The final expression has been obtained from the analysis with the assumption that, lambda
1 is equal to lambda lambda 2 equal to lambda minus alpha with the condition alpha tends
to 0 and lambda 3 is tends to infinity. When I use all these conditions, the general expressions
result in simplified expressions which can further be used to identify the model parameters
of a second order model with pole multiplicity. Which has got three unknowns given as k, theta,
and T 1? This is how second order plus dead time transfer
function models with pole multiplicity are obtained. Using the same set of analytical
expressions with the conditions that, alpha lambda 1 is equal to lambda lambda 2 equal
to lambda minus alpha with alpha tends to 0 and lambda 3 tends to infinity.
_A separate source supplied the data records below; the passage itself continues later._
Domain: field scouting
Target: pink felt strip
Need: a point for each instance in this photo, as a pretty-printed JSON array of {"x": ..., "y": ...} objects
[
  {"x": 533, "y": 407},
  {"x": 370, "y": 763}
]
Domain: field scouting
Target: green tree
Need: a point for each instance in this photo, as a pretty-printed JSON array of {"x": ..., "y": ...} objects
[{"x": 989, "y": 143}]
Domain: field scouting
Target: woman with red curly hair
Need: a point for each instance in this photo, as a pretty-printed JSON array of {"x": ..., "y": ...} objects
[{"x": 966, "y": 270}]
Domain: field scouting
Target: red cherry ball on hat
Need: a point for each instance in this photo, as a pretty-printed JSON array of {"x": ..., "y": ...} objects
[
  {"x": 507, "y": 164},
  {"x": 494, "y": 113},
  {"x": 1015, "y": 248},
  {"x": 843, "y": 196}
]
Let me summarize my lecture, the general expressions we have found earlier for identifying the
transfer function model parameters of the general second order plus dead time transfer
functions transfer functions can be extended for models with pole multiplicity. So, the
model can have n number of poles also, it does not matter the same set of analytical
expressions can be used with proper limiting values only. Where, I can have n number of
poles located at the same point in the s plain. Only thing I have to take care of the lambda.
So, lambda 1 has to be lambda lambda 2 has to be lambda minus alpha and. So, on and lambda
3 can be constant or may or may not be constant depending on the type of the model. Now, model
parameters also can be estimated using the four measurements four measurements can be
used and the four analytical expressions can be simplified to identify transfer function
models with pole multiplicity.
In which case, proper limiting values for different variables are to be used only. The
beauty of this is that, the same set of powerful analytical expressions four analytical expansions
and four measurements can be made use to identify a number of plant parameters or process model
parameters where ,the processes can have pole multiplicity.
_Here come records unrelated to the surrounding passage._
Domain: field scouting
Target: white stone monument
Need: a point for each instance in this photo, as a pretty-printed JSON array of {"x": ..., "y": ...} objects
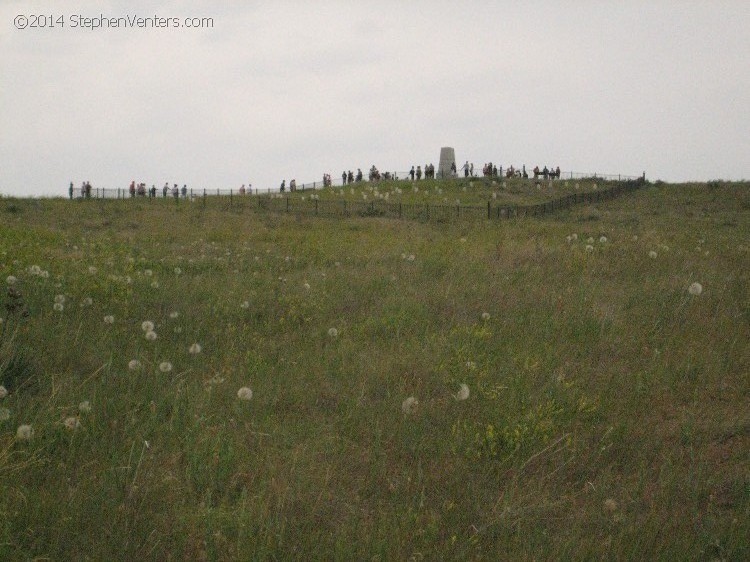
[{"x": 447, "y": 159}]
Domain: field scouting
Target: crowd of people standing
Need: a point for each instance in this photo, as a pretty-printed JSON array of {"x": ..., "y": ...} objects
[{"x": 347, "y": 178}]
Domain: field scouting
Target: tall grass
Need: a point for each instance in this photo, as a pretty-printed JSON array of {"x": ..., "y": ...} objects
[{"x": 607, "y": 415}]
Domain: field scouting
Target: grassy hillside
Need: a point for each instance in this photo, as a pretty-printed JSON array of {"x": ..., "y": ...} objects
[{"x": 606, "y": 417}]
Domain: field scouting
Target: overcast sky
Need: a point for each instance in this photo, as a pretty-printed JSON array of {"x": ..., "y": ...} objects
[{"x": 280, "y": 90}]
Now, we will go and to the questions, so the points to ponder. Why second order plus dead
time model with pole multiplicity? Is it absolutely necessary to find transfer function models
with pole multiplicity? yes sometimes we have got the system characteristics available in
the form of k e to the power minus theta s upon T 1 s plus 1 to the power n. Particularly
for poles with critically damped system, for systems with critically for systems with critically
damped characteristics, we have got pole multiplicity characteristics.
We have here given by those systems and in those case, we need to divide or find analytical
expressions to estimate the unknown parameters such as k, theta, T 1 and n. Therefore, the
four analytical expressions can conveniently be used to identify the four unknown’s:
k, theta, T 1 and n with proper limiting values for the lambdas, and alphas. Where from you
get alpha? This alpha you get with the assumption that, lambda one equal to lambda, lambda 2
equal to lambda minus alpha. So, some assumption on alpha has to be met as well.
Now, any limitation of the identification technique? Obviously, the technique is not
free from limitations, one has to make proper use of small number theorem and large number
theorems. So, large value theorems or small values theorems like one lambda 1 equal to
lambda, lambda 2 equal to lambda minus alpha with alpha tends to 0. The please do not approximate
this lambda 2 as lambda also. It is always lambda 2 equal to lambda minus alpha. Do not
substitute alpha by 0, and get lambda minus 0 equal to lambda lambda 2 is equal to lambda.
If you use this then you are not get going to get correct expression.
So, care must be taken to find or to apply the limiting theorems, small number and large
number theorems properly, and accurately to rewrite the general expressions in appropriate
form that is all in this lecture. Thank you.